Advanced LC Filter Concepts

LC Resonance and the Q-Factor

When an inductor and capacitor are connected together, they exchange energy at a natural resonant frequency: f₀ = 1/(2π√(LC)). The Q-factor of the tank circuit determines how sharply it resonates: Q = f₀/(Δf) where Δf is the −3dB bandwidth. High Q (narrow bandwidth) is desirable for radio tuning circuits but causes ringing (oscillation) in filter applications if the circuit is underdamped. Always ensure your filter's load provides adequate damping or add a small series resistance to the output capacitor.

Inductor Core Selection

The inductor core material dominates performance above a few kHz. Air core: lowest loss, highest Q, no saturation — ideal for RF filters above 1 MHz. Physically larger for the same inductance. Ferrite core: high permeability allows small size, good up to ~100MHz, but lossy above that. Best for RF chokes and EMI filters. Iron powder core: high saturation current, good for DC bias + AC signal (switching supplies). Lower Q than ferrite. Laminated silicon steel: only suitable below 1kHz — mains frequency transformers and audio output filters.

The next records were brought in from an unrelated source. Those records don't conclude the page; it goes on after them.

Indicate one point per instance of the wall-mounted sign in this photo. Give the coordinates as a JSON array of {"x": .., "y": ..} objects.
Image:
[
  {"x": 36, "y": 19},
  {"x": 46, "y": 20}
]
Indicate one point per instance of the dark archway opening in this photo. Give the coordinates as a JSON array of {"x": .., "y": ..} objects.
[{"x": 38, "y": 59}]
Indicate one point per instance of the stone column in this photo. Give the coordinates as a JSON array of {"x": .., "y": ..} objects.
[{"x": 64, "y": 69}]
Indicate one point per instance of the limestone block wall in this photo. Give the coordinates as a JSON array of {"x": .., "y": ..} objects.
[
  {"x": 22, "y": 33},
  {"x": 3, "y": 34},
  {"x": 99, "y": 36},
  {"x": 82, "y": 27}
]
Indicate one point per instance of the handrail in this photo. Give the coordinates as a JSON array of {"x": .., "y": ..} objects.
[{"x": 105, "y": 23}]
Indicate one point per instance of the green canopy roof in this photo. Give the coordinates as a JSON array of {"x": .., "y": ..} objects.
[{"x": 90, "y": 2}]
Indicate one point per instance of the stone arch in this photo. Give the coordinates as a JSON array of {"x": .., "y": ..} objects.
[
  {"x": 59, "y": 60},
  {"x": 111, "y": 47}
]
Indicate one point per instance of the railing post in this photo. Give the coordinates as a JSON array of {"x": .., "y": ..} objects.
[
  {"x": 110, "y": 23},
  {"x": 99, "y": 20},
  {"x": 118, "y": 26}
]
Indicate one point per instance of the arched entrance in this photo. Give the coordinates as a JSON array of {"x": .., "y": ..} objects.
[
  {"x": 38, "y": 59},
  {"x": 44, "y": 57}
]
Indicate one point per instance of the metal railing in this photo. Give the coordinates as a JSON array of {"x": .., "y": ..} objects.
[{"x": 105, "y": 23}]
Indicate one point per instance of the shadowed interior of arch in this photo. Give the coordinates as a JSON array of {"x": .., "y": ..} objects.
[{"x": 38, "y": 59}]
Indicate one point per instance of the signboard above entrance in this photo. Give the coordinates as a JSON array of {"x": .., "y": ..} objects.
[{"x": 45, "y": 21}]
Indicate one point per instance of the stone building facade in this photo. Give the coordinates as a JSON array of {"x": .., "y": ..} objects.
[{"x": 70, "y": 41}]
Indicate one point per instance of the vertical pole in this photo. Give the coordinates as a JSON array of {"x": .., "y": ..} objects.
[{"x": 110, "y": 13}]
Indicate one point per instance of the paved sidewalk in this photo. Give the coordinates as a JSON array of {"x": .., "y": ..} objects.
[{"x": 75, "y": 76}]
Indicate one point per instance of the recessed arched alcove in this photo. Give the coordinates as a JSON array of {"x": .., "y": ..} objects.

Self-Resonance of Real Inductors

Real inductors have parasitic capacitance between their windings. Above the self-resonant frequency (SRF), the inductor behaves as a capacitor — completely defeating the filter. For example, a 10µH inductor with 5pF parasitic capacitance has an SRF of about 22MHz. Using it in an RF filter at 100MHz is pointless — it has already stopped acting as an inductor. Always check the SRF in the component datasheet and keep your operating frequency below 50% of the SRF. Use our Planar Inductor Calculator to estimate SRF for PCB coils.

Component Tolerance and Frequency Error

Standard inductors carry ±5% to ±20% tolerance; standard capacitors ±5% to ±20%. Combined worst-case tolerance can shift cutoff frequency by ±10–20% from designed values. For audio crossovers: use 5% film capacitors and 5% inductors. For RF filters: use 1% NPO/C0G capacitors and precision RF inductors. The calculator outputs the ideal values — always verify with a network analyser or frequency response sweep on the actual built circuit.